There is no Pirates of the Caribbean 6. I know this, you know this, Disney knows this. But take something more obscure, that I didn’t know, and I might believe it. The internet lies – this is not new. Yet our sources of truth and authority are becoming ever more fallible as they cut budgets and incorporate chatbots. Our arbiters of reality now exist in Reddit threads, Wikipedia source links, and expert YouTube videos, none of which would have passed muster in a 12-year olds’ history assignment fifteen years ago. Traditional media that must use clickbait to compete with the content flood, and whose reporters do much of their time-stretched research on social platforms, are prone to mistakes or misrepresentations. As reports by The New Yorker and Associated Press highlight, government agencies in the US are increasingly caught giving conflicting statements and removing information for political reasons. The internet has always lied – but does it ever tell the truth anymore? 

AI is improving, but it is trained on everything that already exists on the internet – which can theoretically be found by simply by using a search engine. However, the search engines are deteriorating. A few years ago, a simple search could reveal all the human-made lesson plans, recipe conversions, and company classifications ever needed; now they are obscured by pages of ad placements and SEO-optimised filler. It simply becomes easier to ask ChatGPT or Google AI instead and then filter through the results. 

This comes with inherent downsides, as AI does not just supply one half of the equation. It can now pollute its own datasets. It is trained on the same internet it is now populating at unimaginable speed. As outlined by The Byte, new data estimates that over 90% of content online will be AI generated by 2026. Nothing fools AI as well as AI itself, so every improvement we make on one side also heightens the challenges on the other. 

What does that mean for the internet long-term? 

Everything online is becoming increasingly questionable in merit and value, as AI use dilutes both the reliability of information and content, and exponentially reduces the effort required to make it. This is a long-term problem, and without addressing it, we cannot expect to solve it. 

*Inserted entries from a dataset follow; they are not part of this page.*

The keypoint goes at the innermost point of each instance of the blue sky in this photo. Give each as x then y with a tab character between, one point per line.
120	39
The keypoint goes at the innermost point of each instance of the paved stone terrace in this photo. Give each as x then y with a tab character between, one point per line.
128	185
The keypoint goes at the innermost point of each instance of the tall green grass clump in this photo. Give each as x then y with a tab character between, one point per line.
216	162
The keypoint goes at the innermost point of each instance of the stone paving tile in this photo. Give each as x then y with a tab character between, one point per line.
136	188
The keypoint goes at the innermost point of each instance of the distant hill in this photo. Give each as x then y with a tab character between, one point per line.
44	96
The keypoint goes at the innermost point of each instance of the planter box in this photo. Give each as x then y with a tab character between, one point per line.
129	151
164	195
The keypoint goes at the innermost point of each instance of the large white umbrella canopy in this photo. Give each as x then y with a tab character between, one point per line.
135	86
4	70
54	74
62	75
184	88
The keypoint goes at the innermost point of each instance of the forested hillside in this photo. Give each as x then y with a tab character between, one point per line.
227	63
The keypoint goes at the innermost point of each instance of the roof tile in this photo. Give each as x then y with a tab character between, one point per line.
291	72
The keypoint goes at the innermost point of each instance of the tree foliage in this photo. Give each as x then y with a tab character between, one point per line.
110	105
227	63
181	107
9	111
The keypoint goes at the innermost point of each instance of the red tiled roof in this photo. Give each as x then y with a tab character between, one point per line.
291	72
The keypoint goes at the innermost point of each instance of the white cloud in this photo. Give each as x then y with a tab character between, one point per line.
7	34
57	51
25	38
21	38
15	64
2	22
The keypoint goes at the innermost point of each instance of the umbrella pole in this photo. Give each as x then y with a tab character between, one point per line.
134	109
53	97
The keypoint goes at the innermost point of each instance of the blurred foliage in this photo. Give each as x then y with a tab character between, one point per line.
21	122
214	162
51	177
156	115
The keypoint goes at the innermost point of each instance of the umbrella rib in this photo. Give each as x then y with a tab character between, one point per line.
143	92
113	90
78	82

In the short term, having real-world roots could be the best way of both differentiating and establishing reliability. When everything digital can be faked or called into question, grounding in reality may only be truly possible offline. It is unlikely that users will quit the internet in droves. Trust is undeniably higher in a brand with a store on a high street than one that only exists in Instagram ads with AI models, and durable fandom is built better through live shows than TikToks. 

In the long term, we appear to be seeing the trend of quality decline infecting the internet itself, rather than simply some platforms on it. To solve it, a bigger shift in mindset is required – one that reevaluates the purpose and value of digital content, the role and importance of its creators... and why, whether, and how much the online rat race is worth participating in.